HILLS: I actually took hydroxychloroquine when I had malaria about 15 years ago, and it's a very toxic drug. It can damage the organs, it can do more harm than good in certain circumstances especially when you have a disease that's already affecting the organ systems in the body, in advance, like we've seen advanced stages of COVID-19. So yes, all medications have side effects. All medications have benefits.

Hydroxychloroquine needs to be treated with a great deal of care, and treated on an individual case-by-case basis, by a medical team that has the expertise to guide use of those medications.

SCIUTTO: Dr. Hills, good luck to you, good luck to the patients you're going to be seeing in these coming days and weeks. We really do wish you the best of luck --

HARLOW: Yes.

HILLS: Yes, thank you so much for having me. It's been the honor of my life to participate in helping patients with the disease, to serve alongside the emergency worker thing, the ICU workers in the weeks ahead --

SCIUTTO: Yes --

HILLS: But they are the ones who are really fighting this battle.

SCIUTTO: Well, you're all doing --

HARLOW: Thank you --

SCIUTTO: Us proud.

HARLOW: Yes --

SCIUTTO: You really are --

HILLS: Yes --

SCIUTTO: You're doing us in the country proud --

HILLS: Thank you so much.

SCIUTTO: Well, a day after announcing a state-wide stay-at-home order in Georgia, the governor has now reopened the state's beaches, angering some community officials who had decided otherwise. We're going to speak with Georgia's lieutenant governor about that decision and more. Stay with us.

(COMMERCIAL BREAK)

[09:25:00]

HARLOW: In New Orleans today, a convention center-turned hospital is taking coronavirus patients for the first time. This comes as the city's coroner's office says they have already reached capacity at the morgues there.

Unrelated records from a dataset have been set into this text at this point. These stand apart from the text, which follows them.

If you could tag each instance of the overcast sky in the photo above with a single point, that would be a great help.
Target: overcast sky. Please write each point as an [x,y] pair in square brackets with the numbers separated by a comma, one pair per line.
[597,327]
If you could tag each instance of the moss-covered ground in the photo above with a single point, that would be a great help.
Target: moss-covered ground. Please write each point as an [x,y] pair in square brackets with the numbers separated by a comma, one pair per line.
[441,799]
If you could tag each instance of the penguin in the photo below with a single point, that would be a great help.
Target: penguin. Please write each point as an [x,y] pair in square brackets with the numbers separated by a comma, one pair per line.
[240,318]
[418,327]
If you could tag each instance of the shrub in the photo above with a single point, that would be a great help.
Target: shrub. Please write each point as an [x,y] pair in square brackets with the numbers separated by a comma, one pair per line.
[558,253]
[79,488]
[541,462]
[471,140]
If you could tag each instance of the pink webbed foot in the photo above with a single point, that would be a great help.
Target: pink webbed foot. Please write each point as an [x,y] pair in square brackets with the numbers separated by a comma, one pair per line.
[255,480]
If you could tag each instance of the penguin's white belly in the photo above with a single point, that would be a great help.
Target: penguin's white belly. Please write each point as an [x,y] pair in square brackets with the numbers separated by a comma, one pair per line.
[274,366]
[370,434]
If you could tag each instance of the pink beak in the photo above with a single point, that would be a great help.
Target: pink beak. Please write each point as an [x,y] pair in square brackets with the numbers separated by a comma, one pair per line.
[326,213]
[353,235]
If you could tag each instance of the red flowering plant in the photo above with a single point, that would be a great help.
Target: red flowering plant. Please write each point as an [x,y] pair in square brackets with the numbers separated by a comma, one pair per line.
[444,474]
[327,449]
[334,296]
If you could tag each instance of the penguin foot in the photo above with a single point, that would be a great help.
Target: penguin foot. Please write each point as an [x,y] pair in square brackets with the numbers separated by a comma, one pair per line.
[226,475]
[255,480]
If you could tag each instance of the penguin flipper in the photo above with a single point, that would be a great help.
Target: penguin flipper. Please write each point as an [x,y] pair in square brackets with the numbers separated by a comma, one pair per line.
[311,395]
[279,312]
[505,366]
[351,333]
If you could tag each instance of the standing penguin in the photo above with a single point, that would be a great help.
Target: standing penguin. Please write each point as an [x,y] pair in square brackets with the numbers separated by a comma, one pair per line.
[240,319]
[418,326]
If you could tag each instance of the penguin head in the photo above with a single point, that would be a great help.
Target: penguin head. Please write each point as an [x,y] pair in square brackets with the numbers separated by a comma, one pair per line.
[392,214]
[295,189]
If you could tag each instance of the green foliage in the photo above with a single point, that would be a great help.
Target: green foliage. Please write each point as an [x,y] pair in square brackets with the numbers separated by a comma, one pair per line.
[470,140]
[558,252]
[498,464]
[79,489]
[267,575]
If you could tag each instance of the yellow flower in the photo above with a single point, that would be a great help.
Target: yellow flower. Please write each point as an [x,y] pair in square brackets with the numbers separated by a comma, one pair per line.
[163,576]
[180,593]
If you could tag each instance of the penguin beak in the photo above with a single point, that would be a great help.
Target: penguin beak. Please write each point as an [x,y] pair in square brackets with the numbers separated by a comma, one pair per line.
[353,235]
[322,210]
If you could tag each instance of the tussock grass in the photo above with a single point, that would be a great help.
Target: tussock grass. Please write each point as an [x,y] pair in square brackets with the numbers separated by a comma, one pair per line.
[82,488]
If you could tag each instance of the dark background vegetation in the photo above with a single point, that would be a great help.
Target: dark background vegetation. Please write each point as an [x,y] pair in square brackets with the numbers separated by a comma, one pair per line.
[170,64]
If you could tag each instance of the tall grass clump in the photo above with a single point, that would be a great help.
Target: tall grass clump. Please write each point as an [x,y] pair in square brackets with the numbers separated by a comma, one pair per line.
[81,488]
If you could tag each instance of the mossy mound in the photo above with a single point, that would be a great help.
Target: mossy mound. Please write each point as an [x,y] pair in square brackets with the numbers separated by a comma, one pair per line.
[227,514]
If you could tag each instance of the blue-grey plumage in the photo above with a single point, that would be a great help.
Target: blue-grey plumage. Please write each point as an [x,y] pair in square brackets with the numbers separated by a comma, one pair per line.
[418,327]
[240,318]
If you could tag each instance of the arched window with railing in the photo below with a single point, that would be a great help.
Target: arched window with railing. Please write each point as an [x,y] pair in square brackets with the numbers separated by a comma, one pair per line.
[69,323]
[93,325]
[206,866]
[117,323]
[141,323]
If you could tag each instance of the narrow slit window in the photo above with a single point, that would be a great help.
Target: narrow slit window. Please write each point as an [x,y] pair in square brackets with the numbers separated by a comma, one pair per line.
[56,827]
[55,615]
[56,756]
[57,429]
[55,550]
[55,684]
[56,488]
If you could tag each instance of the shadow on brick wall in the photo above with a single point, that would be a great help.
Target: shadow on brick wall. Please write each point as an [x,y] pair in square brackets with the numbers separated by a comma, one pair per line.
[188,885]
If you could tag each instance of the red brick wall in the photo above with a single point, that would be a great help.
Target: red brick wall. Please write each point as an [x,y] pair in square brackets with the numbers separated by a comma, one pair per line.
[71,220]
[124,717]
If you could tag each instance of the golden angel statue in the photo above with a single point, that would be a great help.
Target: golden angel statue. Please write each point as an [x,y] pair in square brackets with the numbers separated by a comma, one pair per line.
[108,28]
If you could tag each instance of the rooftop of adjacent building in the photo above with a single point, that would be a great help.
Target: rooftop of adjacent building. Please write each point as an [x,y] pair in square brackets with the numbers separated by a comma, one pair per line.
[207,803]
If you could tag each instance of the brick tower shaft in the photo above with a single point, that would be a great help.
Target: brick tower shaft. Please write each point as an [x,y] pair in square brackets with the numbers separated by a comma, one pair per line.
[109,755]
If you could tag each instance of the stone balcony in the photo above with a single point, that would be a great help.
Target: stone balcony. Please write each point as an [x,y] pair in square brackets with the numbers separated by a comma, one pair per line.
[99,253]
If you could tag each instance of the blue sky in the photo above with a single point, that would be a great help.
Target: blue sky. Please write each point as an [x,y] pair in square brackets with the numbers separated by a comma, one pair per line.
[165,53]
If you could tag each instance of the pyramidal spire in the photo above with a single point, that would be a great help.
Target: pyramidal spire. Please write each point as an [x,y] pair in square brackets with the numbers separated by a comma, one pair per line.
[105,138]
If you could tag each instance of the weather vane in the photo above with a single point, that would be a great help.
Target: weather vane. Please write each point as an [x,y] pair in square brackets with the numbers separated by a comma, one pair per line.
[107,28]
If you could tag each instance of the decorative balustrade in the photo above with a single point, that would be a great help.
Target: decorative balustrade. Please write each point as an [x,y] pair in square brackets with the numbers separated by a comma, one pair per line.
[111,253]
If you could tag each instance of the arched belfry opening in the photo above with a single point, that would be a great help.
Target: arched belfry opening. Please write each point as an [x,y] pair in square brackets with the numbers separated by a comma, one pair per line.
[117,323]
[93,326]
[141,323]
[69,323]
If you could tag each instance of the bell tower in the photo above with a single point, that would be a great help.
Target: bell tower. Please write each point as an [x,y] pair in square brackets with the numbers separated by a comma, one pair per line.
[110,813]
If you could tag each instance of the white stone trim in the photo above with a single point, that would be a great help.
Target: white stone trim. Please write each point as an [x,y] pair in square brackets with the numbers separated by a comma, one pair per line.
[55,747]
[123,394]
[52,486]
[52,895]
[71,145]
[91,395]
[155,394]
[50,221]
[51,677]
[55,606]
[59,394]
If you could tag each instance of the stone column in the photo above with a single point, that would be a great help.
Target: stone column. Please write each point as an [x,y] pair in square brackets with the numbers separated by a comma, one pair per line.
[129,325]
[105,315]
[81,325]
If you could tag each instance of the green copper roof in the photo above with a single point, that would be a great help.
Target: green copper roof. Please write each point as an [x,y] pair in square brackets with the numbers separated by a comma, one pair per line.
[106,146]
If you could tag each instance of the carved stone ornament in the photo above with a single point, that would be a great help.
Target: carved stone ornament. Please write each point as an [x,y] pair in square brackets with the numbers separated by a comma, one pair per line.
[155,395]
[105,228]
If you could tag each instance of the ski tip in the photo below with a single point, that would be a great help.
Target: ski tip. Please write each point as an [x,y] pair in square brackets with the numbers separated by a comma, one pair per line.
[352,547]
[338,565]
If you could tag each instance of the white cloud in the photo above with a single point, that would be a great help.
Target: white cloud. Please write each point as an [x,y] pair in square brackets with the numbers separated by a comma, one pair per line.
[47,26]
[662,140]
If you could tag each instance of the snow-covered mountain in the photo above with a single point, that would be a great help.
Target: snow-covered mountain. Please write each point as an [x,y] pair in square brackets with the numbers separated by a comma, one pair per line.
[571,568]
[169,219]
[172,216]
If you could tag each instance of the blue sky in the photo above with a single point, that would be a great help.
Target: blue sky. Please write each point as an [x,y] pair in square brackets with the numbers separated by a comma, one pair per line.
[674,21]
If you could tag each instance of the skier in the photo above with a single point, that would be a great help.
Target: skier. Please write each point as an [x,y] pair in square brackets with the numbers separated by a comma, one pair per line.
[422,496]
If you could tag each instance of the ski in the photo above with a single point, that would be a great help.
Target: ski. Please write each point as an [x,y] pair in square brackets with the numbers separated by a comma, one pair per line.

The state saw its largest single day death toll yesterday with 68 deaths. Let's go to Ed Lavandera, he joins us in New Orleans. So, at least, they have this capacity now to take in more patients. What is the word on the ground there right now? ED LAVANDERA, CNN NATIONAL CORRESPONDENT: Well, just like everywhere

else, this is a week with a great deal of concern here in Louisiana. There is a kind of some mixed bag of news, and I think health officials here in this state are trying to make sense of it all. If you look at the latest numbers, the number of overall cases jumped to over 13,000, slightly less increase than we've seen over the last couple of days before that, that could be in large part to the number of test results being returned.

But 477 deaths now, and that was a large jump from over a course of a 24-hour period. But there are now fewer people using ventilators here in this state, only by 10 or so, but that number had been going up. So any downward trend, and of course, one day does not a trend make, but we will continue to monitor that as well. But state officials here continue to warn that the coming days will be the biggest test on the medical.